Die grobkörnige Fotografie auf dem Cover fängt die anachronistische Stimmung des neuen Albums von Dylan Golden Aycock gut ein. Der US-amerikanische Musiker betreibt auch das Scissor Tail Label und veröffentlicht dort überwiegend instrumentale Musik, die als Cosmic Americana rubriziert werden kann. Die bemerkenswerteste Veröffentlichung des qualitativ ohnehin bemerkenswerten Label-Katalogs ist sicherlich der Soundtrack von Bruce Langhorn zum Spätwestern »The Hired Hand«, und an diese sehr stimmungsvolle Musik erinnern die sieben Instrumentalstücke auf »No New Summers« deutlich.
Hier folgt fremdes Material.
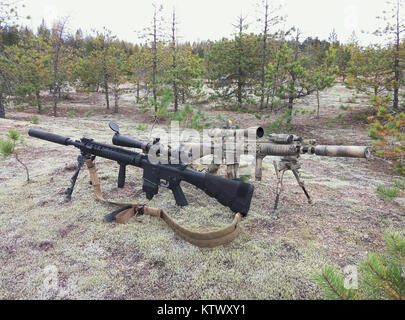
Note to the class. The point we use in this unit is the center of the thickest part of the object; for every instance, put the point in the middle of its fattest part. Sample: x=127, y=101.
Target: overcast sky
x=210, y=19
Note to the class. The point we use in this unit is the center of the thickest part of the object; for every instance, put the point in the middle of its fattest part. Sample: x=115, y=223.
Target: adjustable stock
x=121, y=176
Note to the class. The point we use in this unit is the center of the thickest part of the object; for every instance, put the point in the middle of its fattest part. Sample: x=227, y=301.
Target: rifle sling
x=199, y=239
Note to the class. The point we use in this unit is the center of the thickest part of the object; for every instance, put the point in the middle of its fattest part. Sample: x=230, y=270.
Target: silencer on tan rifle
x=343, y=151
x=258, y=132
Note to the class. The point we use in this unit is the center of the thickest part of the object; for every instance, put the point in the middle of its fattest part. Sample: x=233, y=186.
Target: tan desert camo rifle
x=286, y=146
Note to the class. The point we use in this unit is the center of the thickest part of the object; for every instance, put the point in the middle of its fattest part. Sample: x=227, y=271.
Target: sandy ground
x=51, y=249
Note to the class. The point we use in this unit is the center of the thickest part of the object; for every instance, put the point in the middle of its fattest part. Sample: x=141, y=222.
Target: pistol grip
x=121, y=176
x=179, y=195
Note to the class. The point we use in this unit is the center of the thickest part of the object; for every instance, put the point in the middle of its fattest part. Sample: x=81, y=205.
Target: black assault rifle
x=236, y=195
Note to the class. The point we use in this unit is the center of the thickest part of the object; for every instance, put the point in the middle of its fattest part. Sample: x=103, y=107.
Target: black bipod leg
x=302, y=185
x=80, y=162
x=280, y=177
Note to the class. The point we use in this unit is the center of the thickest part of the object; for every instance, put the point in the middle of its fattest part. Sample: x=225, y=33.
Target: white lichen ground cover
x=50, y=249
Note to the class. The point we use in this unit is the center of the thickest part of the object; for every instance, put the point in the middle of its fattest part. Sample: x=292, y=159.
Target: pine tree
x=381, y=276
x=393, y=34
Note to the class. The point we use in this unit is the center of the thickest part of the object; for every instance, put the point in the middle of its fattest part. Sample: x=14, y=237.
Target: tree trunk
x=55, y=79
x=116, y=99
x=264, y=56
x=290, y=109
x=106, y=92
x=2, y=109
x=154, y=47
x=39, y=103
x=174, y=64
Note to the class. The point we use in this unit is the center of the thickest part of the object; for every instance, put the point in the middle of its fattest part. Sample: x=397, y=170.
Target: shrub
x=35, y=119
x=8, y=147
x=89, y=113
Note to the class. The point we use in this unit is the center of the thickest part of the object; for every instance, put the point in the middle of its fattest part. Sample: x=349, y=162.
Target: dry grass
x=50, y=249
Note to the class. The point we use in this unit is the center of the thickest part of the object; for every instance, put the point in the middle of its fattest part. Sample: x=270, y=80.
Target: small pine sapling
x=8, y=147
x=380, y=277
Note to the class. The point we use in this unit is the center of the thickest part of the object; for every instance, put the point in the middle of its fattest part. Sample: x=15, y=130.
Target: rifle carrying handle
x=121, y=176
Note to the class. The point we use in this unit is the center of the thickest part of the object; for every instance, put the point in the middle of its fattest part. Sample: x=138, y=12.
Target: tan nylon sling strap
x=200, y=239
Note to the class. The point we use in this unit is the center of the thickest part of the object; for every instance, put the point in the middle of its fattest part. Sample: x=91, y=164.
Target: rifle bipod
x=80, y=162
x=281, y=167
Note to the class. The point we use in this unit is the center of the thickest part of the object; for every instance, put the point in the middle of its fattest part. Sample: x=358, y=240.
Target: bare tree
x=174, y=64
x=58, y=34
x=267, y=21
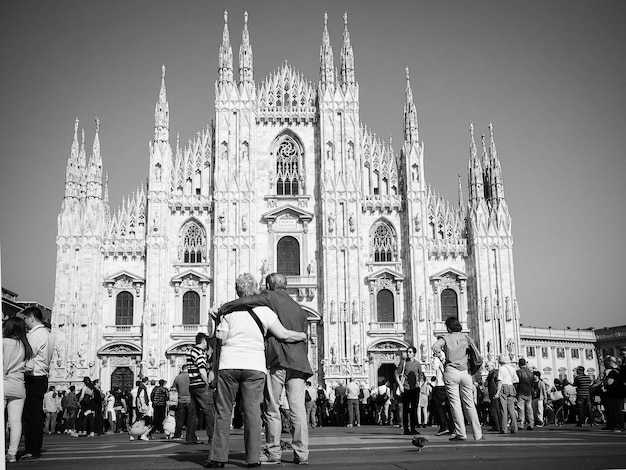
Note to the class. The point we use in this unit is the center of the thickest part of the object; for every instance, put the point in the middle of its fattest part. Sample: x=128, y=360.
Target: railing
x=122, y=331
x=184, y=331
x=386, y=327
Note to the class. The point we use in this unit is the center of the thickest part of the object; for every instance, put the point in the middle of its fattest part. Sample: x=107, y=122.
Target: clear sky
x=550, y=75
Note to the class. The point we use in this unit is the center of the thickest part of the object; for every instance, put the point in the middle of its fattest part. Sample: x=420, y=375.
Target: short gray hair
x=245, y=284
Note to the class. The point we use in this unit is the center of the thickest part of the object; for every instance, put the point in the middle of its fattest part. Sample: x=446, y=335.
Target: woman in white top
x=16, y=351
x=507, y=377
x=242, y=365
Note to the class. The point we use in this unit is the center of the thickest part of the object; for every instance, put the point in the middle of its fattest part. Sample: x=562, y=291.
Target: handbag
x=400, y=390
x=474, y=359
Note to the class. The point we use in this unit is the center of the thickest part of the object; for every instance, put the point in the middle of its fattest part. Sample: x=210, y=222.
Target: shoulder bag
x=474, y=359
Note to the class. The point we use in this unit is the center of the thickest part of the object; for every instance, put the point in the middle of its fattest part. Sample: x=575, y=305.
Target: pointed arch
x=383, y=242
x=192, y=246
x=288, y=152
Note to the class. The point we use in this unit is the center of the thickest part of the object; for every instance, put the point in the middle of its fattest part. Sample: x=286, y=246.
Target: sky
x=550, y=75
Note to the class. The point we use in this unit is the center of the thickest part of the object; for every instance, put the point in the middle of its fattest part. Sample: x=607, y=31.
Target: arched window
x=288, y=156
x=384, y=306
x=383, y=243
x=191, y=308
x=124, y=308
x=193, y=243
x=288, y=256
x=449, y=304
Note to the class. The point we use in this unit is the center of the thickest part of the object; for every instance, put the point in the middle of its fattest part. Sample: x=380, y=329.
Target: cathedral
x=286, y=178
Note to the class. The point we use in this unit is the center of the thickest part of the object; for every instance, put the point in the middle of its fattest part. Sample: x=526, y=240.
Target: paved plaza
x=366, y=447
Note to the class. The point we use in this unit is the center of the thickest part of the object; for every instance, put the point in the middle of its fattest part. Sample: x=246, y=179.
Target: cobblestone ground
x=366, y=447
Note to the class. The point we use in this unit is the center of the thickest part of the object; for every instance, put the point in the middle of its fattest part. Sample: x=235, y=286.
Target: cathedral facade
x=287, y=178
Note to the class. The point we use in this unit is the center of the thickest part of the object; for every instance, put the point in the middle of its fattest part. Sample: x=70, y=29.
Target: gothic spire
x=245, y=54
x=411, y=130
x=347, y=56
x=475, y=173
x=81, y=172
x=497, y=189
x=72, y=166
x=162, y=113
x=94, y=172
x=225, y=55
x=327, y=68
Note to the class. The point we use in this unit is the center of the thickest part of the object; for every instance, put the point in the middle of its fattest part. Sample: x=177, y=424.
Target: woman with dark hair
x=16, y=351
x=458, y=381
x=85, y=421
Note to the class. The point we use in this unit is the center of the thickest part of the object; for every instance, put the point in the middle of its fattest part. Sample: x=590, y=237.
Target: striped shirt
x=582, y=382
x=196, y=361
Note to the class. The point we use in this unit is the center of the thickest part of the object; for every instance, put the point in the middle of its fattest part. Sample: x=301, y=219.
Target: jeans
x=354, y=415
x=409, y=409
x=460, y=390
x=36, y=387
x=441, y=409
x=186, y=416
x=14, y=408
x=294, y=383
x=311, y=413
x=584, y=408
x=251, y=383
x=203, y=399
x=525, y=410
x=507, y=408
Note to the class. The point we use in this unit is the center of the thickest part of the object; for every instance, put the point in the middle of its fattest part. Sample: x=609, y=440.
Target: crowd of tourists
x=253, y=372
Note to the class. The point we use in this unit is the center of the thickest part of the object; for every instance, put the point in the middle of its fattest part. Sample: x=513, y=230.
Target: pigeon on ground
x=419, y=442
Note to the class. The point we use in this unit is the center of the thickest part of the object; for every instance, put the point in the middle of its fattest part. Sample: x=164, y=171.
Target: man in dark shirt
x=524, y=396
x=288, y=365
x=582, y=382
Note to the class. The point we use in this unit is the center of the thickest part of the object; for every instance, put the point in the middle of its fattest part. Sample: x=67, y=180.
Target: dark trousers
x=441, y=409
x=186, y=416
x=33, y=416
x=410, y=399
x=584, y=408
x=159, y=416
x=203, y=399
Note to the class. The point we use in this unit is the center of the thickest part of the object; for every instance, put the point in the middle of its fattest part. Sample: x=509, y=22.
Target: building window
x=193, y=243
x=124, y=308
x=288, y=157
x=288, y=256
x=383, y=243
x=384, y=306
x=191, y=308
x=449, y=304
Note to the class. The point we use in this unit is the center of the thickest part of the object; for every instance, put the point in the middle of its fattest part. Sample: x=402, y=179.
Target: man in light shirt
x=36, y=380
Western- und Pedal-Steel-Gitarre prägen die staubig-sonnengegerbte Atmosphäre des Albums, aber der imaginierte Cowboy, das vereinzelte Individuum im Spätkapitalismus, inszeniert als einsamer Reiter, sitzt nicht mehr auf dem Pferd, er ist auf dem Skateboard unterwegs. Dieser ästhetische Bruch verankert die nostalgisch gestimmte Musik in der Gegenwart. Um die ist es (nicht nur in den USA) nicht gut bestellt, und sagen wir mal, die Covergestaltung stünde ebenfalls in Verbindung mit einem Film, der, in der Tradition von Peter Fondas fatalistischem Blick, von Entbehrungen geprägte und enttäuschte Lebensentwürfe festhält, so könnte diese zeitgenössische Variante von Harmony Korine gedreht worden sein – und »No New Summers« wäre der Soundtrack dazu. Eine kaum spürbare Traurigkeit liegt wie Mehltau über allen Eindrücken, die Dylan Golden Aycocks Musik vor dem geistigen Auge entstehen lassen kann. Müdigkeit, Niedergeschlagenheit und Erschöpfung prägen die Stimmung. Es ist spät geworden, und was wird morgen sein? Nichts. Oder eben alles so wie heute und gestern. Die so zum Ausdruck kommende Tristesse birgt vielleicht noch irgendwo zarte Reste von Hoffnung, aber die zu bewahren und zu nähren, wird auch nicht leichter. Und die Zeit verstreicht und das Land liegt brach … Dieser deprimierenden Assoziationskette zum Trotz will ich aber sagen, dass mir das Album sehr gut gefällt. Dylan Golden Aycock versteht es wirklich meisterhaft, unter Einsatz minimaler Mittel komplexe Stimmungen hervorzubringen. Es findet sich auf »No New Summers« kein Ton zu viel und doch vermag die Musik eine Fülle von – mithin desolaten – Eindrücken zu vermitteln. Ganz großes Kino!